Goleiros tiveram momentos de heróis na competição sul-americana e jogarão por vaga na final de Santiago. Triunfo os aproximaria da Glória Eterna

Marcos, Rogério Ceni, Clemer, Cássio, Victor, Marcelo Grohe... Apenas uma olhada na história recente é suficiente para notar como a CONMEBOL Libertadores é capaz de eternizar goleiros em seus clubes. Grandes atuações que se transformaram em conquistas memoráveis e colocaram os arqueiros no panteão dos ídolos mais adorados pelos torcedores. Na edição deste ano, os dois representantes brasileiros sonham com o mesmo destino e colocarão suas campanhas consistentes à prova em busca da Glória Eterna. 

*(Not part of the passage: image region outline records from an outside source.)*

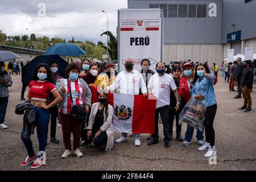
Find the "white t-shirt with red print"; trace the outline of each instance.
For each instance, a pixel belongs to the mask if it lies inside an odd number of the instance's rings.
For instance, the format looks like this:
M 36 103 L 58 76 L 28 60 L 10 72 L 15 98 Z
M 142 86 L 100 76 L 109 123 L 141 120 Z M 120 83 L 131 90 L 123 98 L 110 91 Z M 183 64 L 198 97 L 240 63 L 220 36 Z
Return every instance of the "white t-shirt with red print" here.
M 152 75 L 147 88 L 152 89 L 152 94 L 157 98 L 156 108 L 169 105 L 171 89 L 175 90 L 177 89 L 174 78 L 166 73 L 162 76 L 158 74 Z
M 47 101 L 55 86 L 48 81 L 32 80 L 28 84 L 30 97 L 32 100 Z

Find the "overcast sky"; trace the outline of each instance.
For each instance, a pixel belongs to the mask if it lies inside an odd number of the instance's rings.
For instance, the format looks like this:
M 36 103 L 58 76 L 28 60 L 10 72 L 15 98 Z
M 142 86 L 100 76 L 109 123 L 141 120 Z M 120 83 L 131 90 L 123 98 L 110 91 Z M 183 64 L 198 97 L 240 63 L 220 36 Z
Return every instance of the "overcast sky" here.
M 46 5 L 44 16 L 43 6 Z M 95 43 L 106 41 L 100 35 L 101 30 L 109 30 L 116 35 L 117 10 L 126 9 L 127 0 L 1 0 L 0 30 L 7 35 L 23 35 L 36 37 L 59 37 L 66 41 L 74 37 L 75 40 L 87 39 Z

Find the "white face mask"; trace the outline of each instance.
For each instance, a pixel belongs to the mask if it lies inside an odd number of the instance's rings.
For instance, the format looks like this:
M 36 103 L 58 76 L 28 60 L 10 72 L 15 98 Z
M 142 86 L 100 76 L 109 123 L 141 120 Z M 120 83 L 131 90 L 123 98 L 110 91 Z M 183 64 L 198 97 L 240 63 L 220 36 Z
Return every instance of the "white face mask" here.
M 50 68 L 50 69 L 52 73 L 55 73 L 56 72 L 57 72 L 58 71 L 58 67 L 51 67 Z
M 94 76 L 96 76 L 97 75 L 98 75 L 98 71 L 97 70 L 91 70 L 90 73 Z

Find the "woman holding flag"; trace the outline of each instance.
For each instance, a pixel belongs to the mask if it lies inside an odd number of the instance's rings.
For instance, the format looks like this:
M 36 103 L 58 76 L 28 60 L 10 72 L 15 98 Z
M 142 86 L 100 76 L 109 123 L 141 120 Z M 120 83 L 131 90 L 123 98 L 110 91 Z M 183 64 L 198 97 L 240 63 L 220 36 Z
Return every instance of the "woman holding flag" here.
M 87 140 L 92 142 L 93 138 L 94 146 L 104 147 L 106 151 L 109 151 L 114 146 L 113 109 L 109 104 L 107 95 L 102 89 L 98 91 L 98 101 L 92 106 Z

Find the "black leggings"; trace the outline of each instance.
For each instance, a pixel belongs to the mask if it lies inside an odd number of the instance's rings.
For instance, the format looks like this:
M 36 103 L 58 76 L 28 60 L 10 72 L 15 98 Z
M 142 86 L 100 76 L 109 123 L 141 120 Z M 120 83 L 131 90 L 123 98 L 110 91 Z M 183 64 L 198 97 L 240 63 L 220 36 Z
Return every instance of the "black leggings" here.
M 205 111 L 205 118 L 204 125 L 205 129 L 206 141 L 210 143 L 211 146 L 214 146 L 215 132 L 213 129 L 213 121 L 216 114 L 217 105 L 207 107 Z

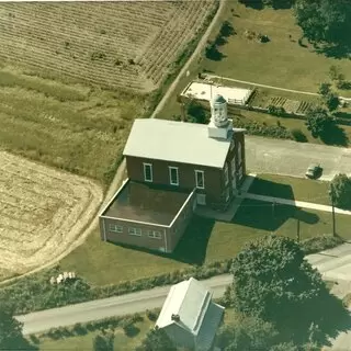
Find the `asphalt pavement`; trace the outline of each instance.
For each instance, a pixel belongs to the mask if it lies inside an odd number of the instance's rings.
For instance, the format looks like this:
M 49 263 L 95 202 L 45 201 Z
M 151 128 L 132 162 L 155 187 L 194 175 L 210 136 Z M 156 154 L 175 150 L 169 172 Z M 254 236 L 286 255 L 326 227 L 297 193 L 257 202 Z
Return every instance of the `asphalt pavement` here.
M 351 176 L 351 149 L 246 135 L 247 169 L 253 173 L 304 177 L 310 163 L 320 163 L 321 180 Z
M 225 288 L 233 281 L 233 275 L 223 274 L 202 281 L 213 293 L 214 298 L 223 296 Z M 24 324 L 23 333 L 36 333 L 60 326 L 71 326 L 76 322 L 87 322 L 114 316 L 141 313 L 146 309 L 162 307 L 170 285 L 155 287 L 148 291 L 95 299 L 59 308 L 18 316 Z

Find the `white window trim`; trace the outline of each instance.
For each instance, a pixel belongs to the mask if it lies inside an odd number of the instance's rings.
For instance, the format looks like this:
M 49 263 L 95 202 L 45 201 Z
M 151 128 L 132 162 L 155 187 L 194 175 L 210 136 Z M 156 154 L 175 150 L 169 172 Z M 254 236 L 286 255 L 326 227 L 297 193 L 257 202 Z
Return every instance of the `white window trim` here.
M 177 171 L 177 182 L 172 182 L 172 170 Z M 169 183 L 171 185 L 179 185 L 179 171 L 178 171 L 178 167 L 168 167 L 168 172 L 169 172 Z
M 227 185 L 229 183 L 229 171 L 228 171 L 228 165 L 225 163 L 224 166 L 224 183 Z
M 229 197 L 230 197 L 230 192 L 229 192 L 229 188 L 227 188 L 227 190 L 226 190 L 226 202 L 228 202 Z
M 244 177 L 244 169 L 242 169 L 242 165 L 239 168 L 239 181 L 242 179 Z
M 135 235 L 137 237 L 141 236 L 141 229 L 140 228 L 135 228 L 135 227 L 129 227 L 128 228 L 128 235 Z
M 150 168 L 150 176 L 151 176 L 151 178 L 150 179 L 146 179 L 146 171 L 145 171 L 145 169 L 146 169 L 146 167 L 149 167 Z M 152 176 L 152 163 L 143 163 L 143 168 L 144 168 L 144 181 L 146 181 L 146 182 L 152 182 L 152 180 L 154 180 L 154 176 Z
M 241 150 L 241 143 L 238 143 L 238 160 L 239 160 L 239 166 L 241 165 L 242 161 L 242 150 Z
M 203 186 L 199 186 L 199 184 L 197 184 L 197 173 L 202 173 Z M 197 189 L 205 189 L 205 172 L 204 171 L 195 169 L 195 184 L 196 184 Z
M 109 230 L 112 233 L 123 233 L 123 226 L 120 226 L 117 224 L 110 224 Z
M 152 239 L 161 239 L 162 235 L 159 230 L 147 230 L 147 236 Z

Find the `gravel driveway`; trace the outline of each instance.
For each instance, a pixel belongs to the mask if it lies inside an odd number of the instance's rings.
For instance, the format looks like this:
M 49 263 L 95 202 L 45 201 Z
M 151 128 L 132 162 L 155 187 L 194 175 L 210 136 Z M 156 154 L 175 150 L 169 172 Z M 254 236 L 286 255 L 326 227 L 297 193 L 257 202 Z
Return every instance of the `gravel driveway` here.
M 247 169 L 254 173 L 304 177 L 310 163 L 320 163 L 321 180 L 336 173 L 351 176 L 351 149 L 296 143 L 257 136 L 246 136 Z

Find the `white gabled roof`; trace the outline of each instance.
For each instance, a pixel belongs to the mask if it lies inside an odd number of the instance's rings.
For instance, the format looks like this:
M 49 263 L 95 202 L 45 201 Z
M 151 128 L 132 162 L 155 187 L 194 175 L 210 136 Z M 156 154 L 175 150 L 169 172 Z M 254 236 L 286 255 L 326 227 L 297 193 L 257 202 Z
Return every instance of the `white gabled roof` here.
M 230 138 L 208 137 L 204 124 L 137 118 L 123 155 L 222 169 L 229 146 Z
M 211 296 L 212 294 L 193 278 L 173 285 L 156 325 L 165 328 L 177 322 L 196 336 L 211 303 Z M 180 321 L 172 320 L 172 315 L 179 315 Z

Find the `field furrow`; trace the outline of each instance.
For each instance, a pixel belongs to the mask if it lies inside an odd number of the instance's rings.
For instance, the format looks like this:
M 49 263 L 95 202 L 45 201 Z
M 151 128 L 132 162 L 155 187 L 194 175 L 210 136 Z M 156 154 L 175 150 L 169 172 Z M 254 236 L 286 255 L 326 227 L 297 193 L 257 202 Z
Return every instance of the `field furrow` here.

No Flamengo, Diego Alves luta pelo primeiro título de expressão após chegar ao clube em 2017 com fama internacional, principalmente por sua habilidade em defender pênaltis. Consolidou-se como titular e, justamente com a característica mais marcante, viveu momentos de herói nesta Libertadores. Nas oitavas de final, Diego defendeu um pênalti na disputa com o Emelec e garantiu o Rubro-Negro nas quartas para a alegria de um Maracanã lotado. Na primeira fase, ele já tinha defendido um pênalti contra a LDU, também no Maracanã. O jogo ainda estava 1-0 para o Mengão, que acabou vencendo por 3-1. 

Do outro lado, Paulo Victor defende a meta do Grêmio. Por ironia do destino, um goleiro criado e formado no Flamengo. E que tem mostrado força na competição. Os números dizem isso. O goleiro disputou todas as dez partidas e sofreu apenas seis gols. Possue os mesmos números de Andrada, arqueiro do Boca Juniors. Entre os semifinalistas, fica atrás de Franco Armani, com quatro gols sofridos em oito jogos. Diego Alves disputou nove jogos e sofreu oito gols. 

Aos 32 anos, Paulo Victor já tem a Libertadores de 2017 pelo Grêmio em seu currículo, mas na ocasião era reserva de Marcelo Grohe. Viu de perto o companheiro ficar eternizado na memória do torcedor gremista por defesas milagrosas e agora espera ter sua vez. Ele teve atuações seguras contra o Libertad nas oitavas de final. Será que ele conseguirá repetir o feito de Grohe, Danrlei (1995) e Mazarópi (1983)?

Já Diego Alves precisa olhar mais para o passado até encontrar seu exemplo no Flamengo. No único título do clube na Libertadores, em 1981, o goleiro era o lendário Raul Plassmann. São 38 anos de espera do torcedor flamenguista. Para se ter uma ideia, o goleiro nasceu quatro anos depois da conquista. 

As semifinais dos dias 2 de outubro, na Arena do Grêmio, e dia 23, no Maracanã, apontarão quem seguirá sonhando com a Glória Eterna.